Regula Sub-rosa: Latent Backdoor Attacks on Deep Neural Networks
This addresses a security vulnerability in deep learning systems, particularly in transfer learning scenarios, making backdoor attacks more powerful and stealthy.
The paper tackles the problem of backdoor attacks on deep neural networks by introducing latent backdoors, which embed hidden rules in a teacher model that are automatically inherited by student models through transfer learning, and demonstrates their effectiveness in real-world applications like traffic sign recognition and facial recognition.

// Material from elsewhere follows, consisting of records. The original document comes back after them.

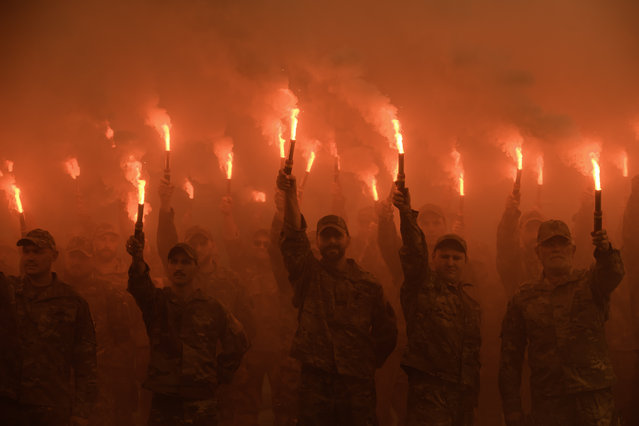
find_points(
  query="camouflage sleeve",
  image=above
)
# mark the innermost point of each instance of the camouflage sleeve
(508, 250)
(414, 257)
(234, 346)
(513, 347)
(607, 273)
(383, 329)
(84, 363)
(298, 260)
(389, 245)
(143, 290)
(166, 235)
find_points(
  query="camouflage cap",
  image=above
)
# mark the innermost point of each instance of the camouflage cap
(80, 244)
(332, 221)
(531, 216)
(197, 230)
(460, 242)
(105, 229)
(432, 209)
(38, 237)
(553, 228)
(183, 248)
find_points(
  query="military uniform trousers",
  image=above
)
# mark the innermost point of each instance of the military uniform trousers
(331, 399)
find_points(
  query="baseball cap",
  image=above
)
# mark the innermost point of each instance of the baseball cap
(80, 244)
(332, 221)
(183, 248)
(452, 238)
(531, 216)
(553, 228)
(38, 237)
(197, 230)
(105, 229)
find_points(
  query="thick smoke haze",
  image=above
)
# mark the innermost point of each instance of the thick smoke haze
(456, 74)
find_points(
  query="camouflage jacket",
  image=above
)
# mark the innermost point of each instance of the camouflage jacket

Recent work has proposed the concept of backdoor attacks on deep neural networks (DNNs), where misbehaviors are hidden inside "normal" models, only to be triggered by very specific inputs. In practice, however, these attacks are difficult to perform and highly constrained by sharing of models through transfer learning. Adversaries have a small window during which they must compromise the student model before it is deployed. In this paper, we describe a significantly more powerful variant of the backdoor attack, latent backdoors, where hidden rules can be embedded in a single "Teacher" model, and automatically inherited by all "Student" models through the transfer learning process. We show that latent backdoors can be quite effective in a variety of application contexts, and validate its practicality through real-world attacks against traffic sign recognition, iris identification of lab volunteers, and facial recognition of public figures (politicians). Finally, we evaluate 4 potential defenses, and find that only one is effective in disrupting latent backdoors, but might incur a cost in classification accuracy as tradeoff.